Social Media is So 2008

At the beginning of a year, most of us reflect on the previous one in an attempt to divine some kind of image of the future. Sometimes, if the path is well defined, it results in a simple tweak. Sometimes it involves a wholesale scrubbing and drubbing that results in about 10 different scenarios for the future. It’s tough to pick the mostly likely, but I’d have to say that 2009 is going to be the year when social media becomes so …. over! This is coming from an active user. I’m one of those guys who walks down the street emailing on the phone, checking out some web newsletter, or reading some blog. And now I’m telling you it’s going to be gone? Well, not really. What I’m thinking is that social media, which is booming in B.C. – we’re one of the North American leaders in it – is simply becoming media, another information channel. As recently as 2007, social media was still the playground of the early adopters, the passionate who really believed they were leading a new culture. It was a movement. By the end of this year, everybody was into it. It was routine to have a list of blogs you used for information gathering; everybody was messaging more and emailing less; marketers were absorbed in using it as a low-cost channel. Heck, even extremely traditional media types were using Twitter. The result is that there is ever more noise out there, a torrent of information that can be deafening.

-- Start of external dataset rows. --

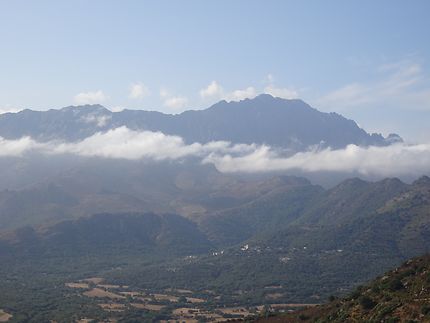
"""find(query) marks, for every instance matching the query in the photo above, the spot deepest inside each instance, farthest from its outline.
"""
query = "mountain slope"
(290, 124)
(401, 295)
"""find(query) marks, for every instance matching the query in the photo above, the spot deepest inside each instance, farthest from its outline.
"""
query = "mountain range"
(158, 225)
(290, 124)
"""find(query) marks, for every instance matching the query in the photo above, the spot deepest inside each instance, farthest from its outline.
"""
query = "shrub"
(367, 303)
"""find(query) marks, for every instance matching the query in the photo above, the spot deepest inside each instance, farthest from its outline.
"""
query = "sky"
(367, 60)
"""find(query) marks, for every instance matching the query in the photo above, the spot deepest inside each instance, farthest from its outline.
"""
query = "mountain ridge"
(289, 124)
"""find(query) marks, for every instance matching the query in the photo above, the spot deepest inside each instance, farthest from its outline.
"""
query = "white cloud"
(176, 102)
(98, 120)
(248, 93)
(117, 109)
(213, 90)
(394, 160)
(171, 101)
(401, 85)
(90, 97)
(8, 108)
(285, 93)
(138, 91)
(19, 147)
(123, 143)
(128, 144)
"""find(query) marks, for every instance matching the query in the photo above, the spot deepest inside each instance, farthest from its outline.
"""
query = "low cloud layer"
(123, 143)
(393, 160)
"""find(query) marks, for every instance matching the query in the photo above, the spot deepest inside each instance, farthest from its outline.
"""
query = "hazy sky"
(368, 60)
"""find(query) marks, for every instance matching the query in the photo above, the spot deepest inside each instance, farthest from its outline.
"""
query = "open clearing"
(78, 285)
(98, 292)
(149, 307)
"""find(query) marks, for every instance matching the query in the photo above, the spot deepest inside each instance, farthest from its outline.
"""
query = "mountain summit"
(289, 124)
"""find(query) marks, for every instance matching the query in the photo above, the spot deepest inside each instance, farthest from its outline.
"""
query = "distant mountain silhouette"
(290, 124)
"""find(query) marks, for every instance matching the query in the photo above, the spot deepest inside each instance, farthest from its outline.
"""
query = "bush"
(425, 309)
(395, 284)
(367, 303)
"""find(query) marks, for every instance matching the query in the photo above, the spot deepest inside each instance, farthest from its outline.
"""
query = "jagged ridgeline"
(291, 124)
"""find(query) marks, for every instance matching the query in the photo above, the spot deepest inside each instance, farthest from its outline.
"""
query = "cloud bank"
(123, 143)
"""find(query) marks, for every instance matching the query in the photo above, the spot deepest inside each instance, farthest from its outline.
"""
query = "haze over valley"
(214, 161)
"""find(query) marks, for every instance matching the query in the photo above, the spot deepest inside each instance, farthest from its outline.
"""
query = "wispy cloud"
(138, 91)
(9, 108)
(173, 101)
(247, 93)
(90, 97)
(394, 160)
(213, 90)
(280, 92)
(400, 85)
(123, 143)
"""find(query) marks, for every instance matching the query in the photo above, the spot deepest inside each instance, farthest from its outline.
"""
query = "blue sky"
(368, 60)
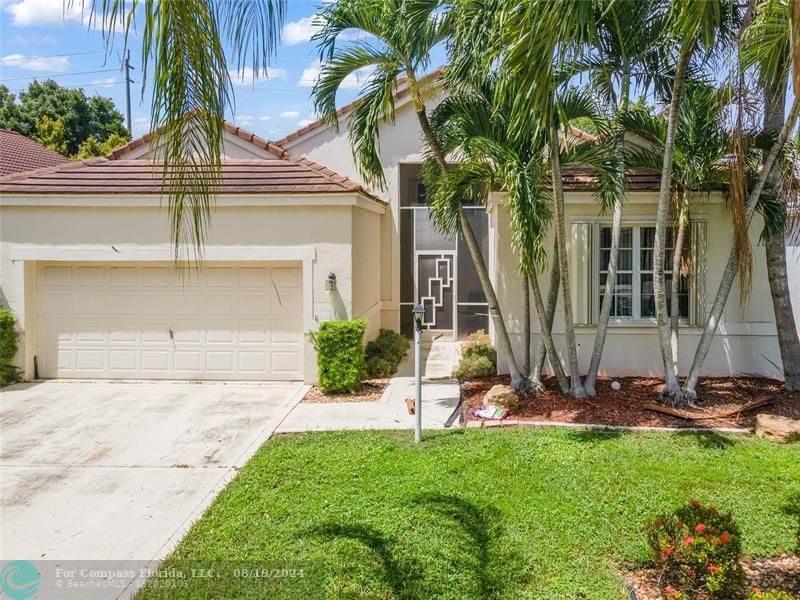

And, as many are discovering, that can also be damaging to your mental health. This explosion of media has separated people’s attention into tiny segments, and as a result their mental windows have been shattered into little shards. They’re almost incapable of focusing on anything any more. So I predict that, while “social media” adoption continues to grow in 2009 among the wide majority, a new movement will emerge that seeks to impose some discipline on all that media use. Instead of being “always on”, we’ll only be “on” a couple of times a day.